O pastor também engana ao dizer que Lula teria criado o Parque Nacional do Iguaçu no mesmo lugar em que supostamente estaria a reserva de gás. Na verdade, o Parna Iguaçu foi criado por meio de Decreto-Lei do presidente Getúlio Vargas, em 1939. Ele foi expandido no governo de João Figueiredo, em 1981.
Em relação à importação de gás da Bolívia, há acordos anteriores e posteriores aos mandatos de Lula, firmados nos governos de Fernando Henrique Cardoso (PSDB) e Jair Bolsonaro (PL).
Não há campo exploratório na região do Parque Nacional do Iguaçu, conforme a ANP.
Falso, para o Comprova, é o conteúdo inventado e divulgado de modo deliberado para espalhar uma falsidade.
O que diz o autor da publicação: o Comprova entrou em contato com a Igreja Porto de Cristo, que informou o e-mail pessoal do pastor Sandro Rocha. O religioso apenas respondeu que, no vídeo, não disse “Parque Iguaçu”, e sim “um parque”. No entanto, ele diz, de fato, “Parque Iguaçu” na gravação.
Como verificamos: o primeiro passo foi procurar informações oficiais do Instituto Chico Mendes de Conservação da Biodiversidade (ICMBio) sobre a criação do Parque Nacional do Iguaçu. Também entramos em contato com o próprio instituto e com a administração do parque para sanar dúvidas.
Consultamos o Anuário Estatístico Brasileiro do Petróleo, Gás Natural e Biocombustíveis, da ANP, para obter informações sobre a produção nacional e importação do gás natural. Também entramos em contato com a agência por e-mail.
Foram procuradas reportagens no acervo dos jornais Folha de S.Paulo e Estadão para entender o contexto em que foram fechados acordos de importação do gás natural boliviano.
O Parque Nacional do Iguaçu foi criado em 10 de janeiro de 1939, por meio do Decreto-Lei Nº 1.035 pelo então presidente Getúlio Vargas.

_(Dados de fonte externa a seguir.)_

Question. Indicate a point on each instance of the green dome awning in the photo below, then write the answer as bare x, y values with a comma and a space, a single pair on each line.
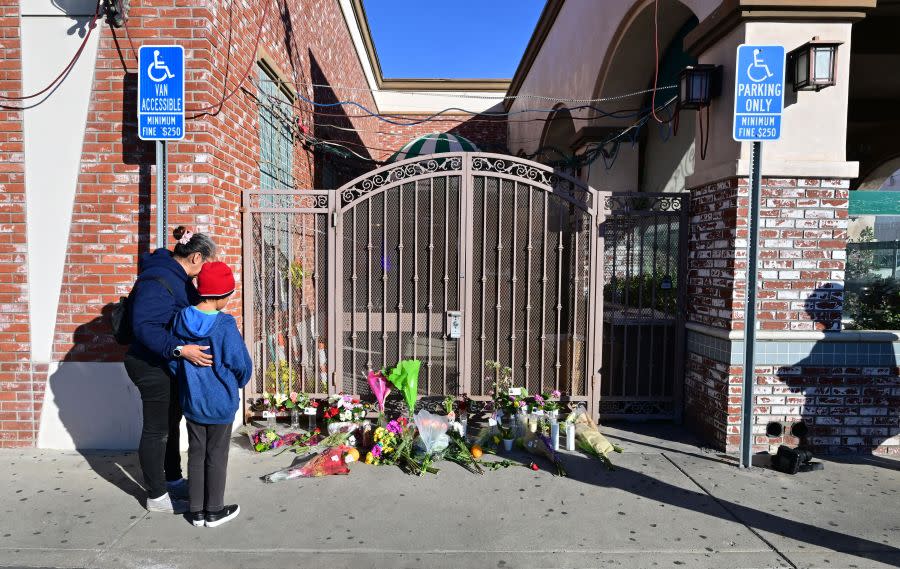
433, 143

Segundo o decreto, a Constituição vigente à época colocava sob a proteção dos entes federados “os monumentos históricos, artísticos e naturais, assim como as paisagens ou os locais particularmente dotados pela natureza”. A criação do parque foi possível graças a uma doação de terras do governo do Paraná para o governo federal.
O Parque Nacional do Iguaçu teve seus limites alterados pelo Decreto nº 86.676, de 1º de dezembro de 1981, quando passou a ter 185,2 mil hectares. O presidente à época era o general João Figueiredo.
A Lei 9.985/2000 estabeleceu os critérios para criação, implantação e gestão das unidades de conservação no país. Uma das regras estabelece que cada unidade terá um plano de manejo para definir o seu zoneamento, o uso da sua área e o manejo dos recursos naturais.
O plano de manejo, atualizado em 2018, elenca os benefícios prestados pelo Parque Nacional do Iguaçu:
Em 22 de março de 2022, o governo federal celebrou o leilão de concessão para serviços de visitação do parque nacional. O vencedor, com uma proposta de R$ 375 milhões, foi o Consórcio Novo PNI, formado pelo Grupo Cataratas S.A., que já operava na unidade de conservação, e pela empresas Construcap. Eles devem investir R$ 3,6 bilhões ao longo de 30 anos, estima o ICMBio.
O leilão foi uma parceria entre o ICMBio, o Ministério do Meio Ambiente, o Ministério da Economia e o Banco Nacional de Desenvolvimento Econômico e Social (BNDES).
Por e-mail, o ICMBio negou que o parque tenha sido criado no governo Lula. A informação também foi dada pela assessoria de comunicação do parque.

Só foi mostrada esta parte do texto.